Wichtig ist außerdem, dass Sie Schwächen nicht durch Stärken ausgleichen, sondern sie auch akzeptieren. Nur dann ist die Grundlage für ein neues, gesundes Selbstbewusstsein gegeben.

So können sie ihr Selbstbewusstsein verbessern:

Finden Sie zunächst heraus, wodurch Ihre Minderwertigkeitsgefühle verursacht werden. Wenn Sie die Ursache kennen, besitzen Sie die wichtigste Voraussetzung, um Ihre Selbstsicherheit gezielt zu verbessern.

Trainieren Sie Ihre Schwächen. Die Hauptsache ist, dass Sie sich mutig zu Ihren Schwächen bekennen. Dann werden Sie auch geringe Verbesserungen als Erfolg empfinden.

Versuchen Sie ihre Fähigkeiten und Begabungen weiter auszubauen. So schaffen Sie einen Ausgleich (Kompensation) für Ihre Schwächen, die Ihnen dann nicht mehr so wesentlich erscheinen.

Freuen Sie sich über Ihre guten Leistungen auf einem Gebiet und seien Sie ruhig stolz darauf. Die persönliche Beurteilung Ihrer Leistungen ist für Ihr Selbstwertgefühl wichtiger als das Urteil anderer Menschen.

Machen Sie sich von den Meinungen Ihrer Mitmenschen frei. Handeln Sie nie gegen Ihre persönliche Überzeugung; nur dann fühlen Sie sich innerlich frei und selbstsicher.

Wenn Sie zum Beispiel im Beruf unzufrieden sind und im Moment keine Möglichkeiten sehen, sich zu verbessern, sollten Sie Ihre Fähigkeiten in einem Hobby entfalten. Dadurch gleichen Sie Ihre Enttäuschungen aus und verhindern eine Verstärkung Ihrer Unsicherheit.

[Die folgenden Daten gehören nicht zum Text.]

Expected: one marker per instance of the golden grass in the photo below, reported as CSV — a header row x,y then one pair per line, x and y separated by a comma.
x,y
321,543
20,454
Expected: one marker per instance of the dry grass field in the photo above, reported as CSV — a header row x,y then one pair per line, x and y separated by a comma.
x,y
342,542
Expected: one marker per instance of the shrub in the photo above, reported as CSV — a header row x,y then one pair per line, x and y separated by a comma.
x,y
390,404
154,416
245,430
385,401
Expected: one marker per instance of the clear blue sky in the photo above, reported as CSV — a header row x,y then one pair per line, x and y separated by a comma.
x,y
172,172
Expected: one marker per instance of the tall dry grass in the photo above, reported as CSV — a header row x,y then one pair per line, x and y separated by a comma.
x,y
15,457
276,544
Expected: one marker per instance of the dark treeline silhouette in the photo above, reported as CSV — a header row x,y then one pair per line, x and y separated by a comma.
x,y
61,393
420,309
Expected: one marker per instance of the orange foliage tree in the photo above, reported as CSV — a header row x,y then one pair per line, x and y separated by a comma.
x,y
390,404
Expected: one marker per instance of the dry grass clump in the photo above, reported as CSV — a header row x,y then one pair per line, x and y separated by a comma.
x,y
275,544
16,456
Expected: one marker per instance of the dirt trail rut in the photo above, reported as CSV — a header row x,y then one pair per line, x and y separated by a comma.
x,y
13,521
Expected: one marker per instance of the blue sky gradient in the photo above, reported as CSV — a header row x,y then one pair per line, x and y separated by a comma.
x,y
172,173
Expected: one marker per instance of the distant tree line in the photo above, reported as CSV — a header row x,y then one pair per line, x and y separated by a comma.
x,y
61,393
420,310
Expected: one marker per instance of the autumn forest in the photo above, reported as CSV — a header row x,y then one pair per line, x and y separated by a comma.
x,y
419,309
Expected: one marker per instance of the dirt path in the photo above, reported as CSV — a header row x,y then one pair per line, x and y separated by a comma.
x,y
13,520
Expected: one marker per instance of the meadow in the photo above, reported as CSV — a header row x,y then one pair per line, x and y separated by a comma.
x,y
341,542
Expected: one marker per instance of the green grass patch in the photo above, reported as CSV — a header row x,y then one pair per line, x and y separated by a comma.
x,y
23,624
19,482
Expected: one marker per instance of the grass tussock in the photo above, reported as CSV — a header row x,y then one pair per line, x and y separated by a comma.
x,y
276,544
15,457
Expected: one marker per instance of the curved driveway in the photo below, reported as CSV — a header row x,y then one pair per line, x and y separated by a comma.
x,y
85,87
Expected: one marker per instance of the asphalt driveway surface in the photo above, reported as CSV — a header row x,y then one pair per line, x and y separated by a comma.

Wenn etwas Schwieriges von Ihnen verlangt wird, versuchen Sie diese Aufgabe mit Optimismus zu lösen. Wenn Sie kneifen, werden Sie in Zukunft weniger Vertrauen in Ihre eigene Leistungsfähigkeit haben und dann auch bei leichteren Problemen versagen.

Seien Sie nicht so ehrgeizig, denn übermäßiger Ehrgeiz ist schädlich. Je ehrgeiziger Sie sind, desto schwerer können Sie Ihre hohen Ansprüche erfüllen.

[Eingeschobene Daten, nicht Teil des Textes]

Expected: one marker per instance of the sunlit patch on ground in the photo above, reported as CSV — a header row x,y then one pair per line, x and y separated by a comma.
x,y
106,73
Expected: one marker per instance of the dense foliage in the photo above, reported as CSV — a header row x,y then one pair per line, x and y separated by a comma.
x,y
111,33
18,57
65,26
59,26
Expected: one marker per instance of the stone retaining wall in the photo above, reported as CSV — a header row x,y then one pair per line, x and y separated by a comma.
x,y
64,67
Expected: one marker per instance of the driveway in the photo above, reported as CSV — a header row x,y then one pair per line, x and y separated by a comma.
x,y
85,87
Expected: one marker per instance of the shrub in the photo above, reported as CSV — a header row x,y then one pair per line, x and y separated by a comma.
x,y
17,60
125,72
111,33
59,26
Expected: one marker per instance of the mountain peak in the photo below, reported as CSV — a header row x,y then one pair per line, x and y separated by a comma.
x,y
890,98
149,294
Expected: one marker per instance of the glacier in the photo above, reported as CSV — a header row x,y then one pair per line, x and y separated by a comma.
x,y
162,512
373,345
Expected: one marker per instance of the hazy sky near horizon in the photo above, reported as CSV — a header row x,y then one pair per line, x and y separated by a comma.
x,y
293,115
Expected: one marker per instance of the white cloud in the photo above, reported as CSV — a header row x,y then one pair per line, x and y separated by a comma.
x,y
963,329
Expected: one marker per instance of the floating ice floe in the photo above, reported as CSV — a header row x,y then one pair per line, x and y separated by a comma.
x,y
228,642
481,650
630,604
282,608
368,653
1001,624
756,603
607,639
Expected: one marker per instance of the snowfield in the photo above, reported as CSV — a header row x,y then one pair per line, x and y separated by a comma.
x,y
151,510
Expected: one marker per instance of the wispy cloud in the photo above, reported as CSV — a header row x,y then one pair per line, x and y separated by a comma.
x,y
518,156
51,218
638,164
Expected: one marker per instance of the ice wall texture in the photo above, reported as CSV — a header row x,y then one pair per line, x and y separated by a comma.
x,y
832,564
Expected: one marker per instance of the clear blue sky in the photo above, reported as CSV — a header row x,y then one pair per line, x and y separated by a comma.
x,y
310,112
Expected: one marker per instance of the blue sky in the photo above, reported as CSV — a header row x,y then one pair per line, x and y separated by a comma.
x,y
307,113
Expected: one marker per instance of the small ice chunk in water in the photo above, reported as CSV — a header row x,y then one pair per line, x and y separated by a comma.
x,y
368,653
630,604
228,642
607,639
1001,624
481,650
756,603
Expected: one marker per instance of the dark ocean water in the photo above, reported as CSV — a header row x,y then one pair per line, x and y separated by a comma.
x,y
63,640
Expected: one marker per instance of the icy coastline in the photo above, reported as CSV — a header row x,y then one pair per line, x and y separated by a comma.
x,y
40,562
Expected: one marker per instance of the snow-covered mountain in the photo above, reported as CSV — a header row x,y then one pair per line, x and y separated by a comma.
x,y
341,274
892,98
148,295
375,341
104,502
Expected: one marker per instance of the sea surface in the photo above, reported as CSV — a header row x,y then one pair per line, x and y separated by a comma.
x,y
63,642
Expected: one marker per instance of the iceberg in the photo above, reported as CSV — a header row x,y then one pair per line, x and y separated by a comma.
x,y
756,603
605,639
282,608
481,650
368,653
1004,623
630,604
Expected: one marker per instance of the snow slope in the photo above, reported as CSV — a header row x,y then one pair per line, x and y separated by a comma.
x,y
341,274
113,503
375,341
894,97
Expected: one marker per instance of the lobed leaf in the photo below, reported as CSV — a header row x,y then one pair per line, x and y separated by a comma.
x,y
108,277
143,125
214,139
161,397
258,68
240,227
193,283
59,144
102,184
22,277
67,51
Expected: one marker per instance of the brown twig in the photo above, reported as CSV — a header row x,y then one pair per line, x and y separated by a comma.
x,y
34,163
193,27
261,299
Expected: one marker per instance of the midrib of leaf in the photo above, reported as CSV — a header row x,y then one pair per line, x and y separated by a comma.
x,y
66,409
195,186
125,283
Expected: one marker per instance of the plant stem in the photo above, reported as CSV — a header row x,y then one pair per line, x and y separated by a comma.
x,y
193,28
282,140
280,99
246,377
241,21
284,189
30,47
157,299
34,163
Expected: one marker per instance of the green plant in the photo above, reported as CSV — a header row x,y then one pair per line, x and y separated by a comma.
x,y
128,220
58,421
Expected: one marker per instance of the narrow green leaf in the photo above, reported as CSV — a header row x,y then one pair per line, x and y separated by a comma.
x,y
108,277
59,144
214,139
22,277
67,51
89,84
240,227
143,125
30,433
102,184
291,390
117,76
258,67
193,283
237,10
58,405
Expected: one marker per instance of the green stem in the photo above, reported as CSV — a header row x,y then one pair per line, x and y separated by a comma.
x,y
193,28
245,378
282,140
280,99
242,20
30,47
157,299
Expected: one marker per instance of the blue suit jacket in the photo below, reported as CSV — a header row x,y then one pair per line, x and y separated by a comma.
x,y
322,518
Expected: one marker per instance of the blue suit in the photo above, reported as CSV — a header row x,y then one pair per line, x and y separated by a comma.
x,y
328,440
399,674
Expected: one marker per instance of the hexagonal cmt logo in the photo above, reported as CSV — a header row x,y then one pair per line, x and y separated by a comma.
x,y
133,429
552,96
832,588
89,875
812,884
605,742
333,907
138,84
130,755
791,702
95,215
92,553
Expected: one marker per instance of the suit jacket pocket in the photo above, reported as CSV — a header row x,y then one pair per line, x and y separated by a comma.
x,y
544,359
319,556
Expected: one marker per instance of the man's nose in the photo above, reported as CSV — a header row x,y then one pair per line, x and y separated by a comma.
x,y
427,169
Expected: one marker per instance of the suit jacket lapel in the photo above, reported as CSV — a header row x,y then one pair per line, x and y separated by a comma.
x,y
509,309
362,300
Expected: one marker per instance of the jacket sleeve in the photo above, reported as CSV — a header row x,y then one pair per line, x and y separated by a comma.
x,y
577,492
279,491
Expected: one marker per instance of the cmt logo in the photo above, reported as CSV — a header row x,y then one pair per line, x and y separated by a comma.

Vergleichen Sie sich nicht so häufig mit anderen Personen. Es gibt bei vielen Tätigkeiten Menschen, die besser sind als Sie. Wenn Sie sich stets vergleichen, geraten Sie leicht in Gefahr, von sich selbst enttäuscht zu sein. Das beeinträchtigt nur Ihr Selbstwertgefühl.

Machen Sie den Satz “Was andere gut können, muss ich auch gut können.” nicht zu Ihrem Leitmotiv, denn gibt keinen Menschen, der auf allen Gebieten genauso gut ist wie die jeweils Besten.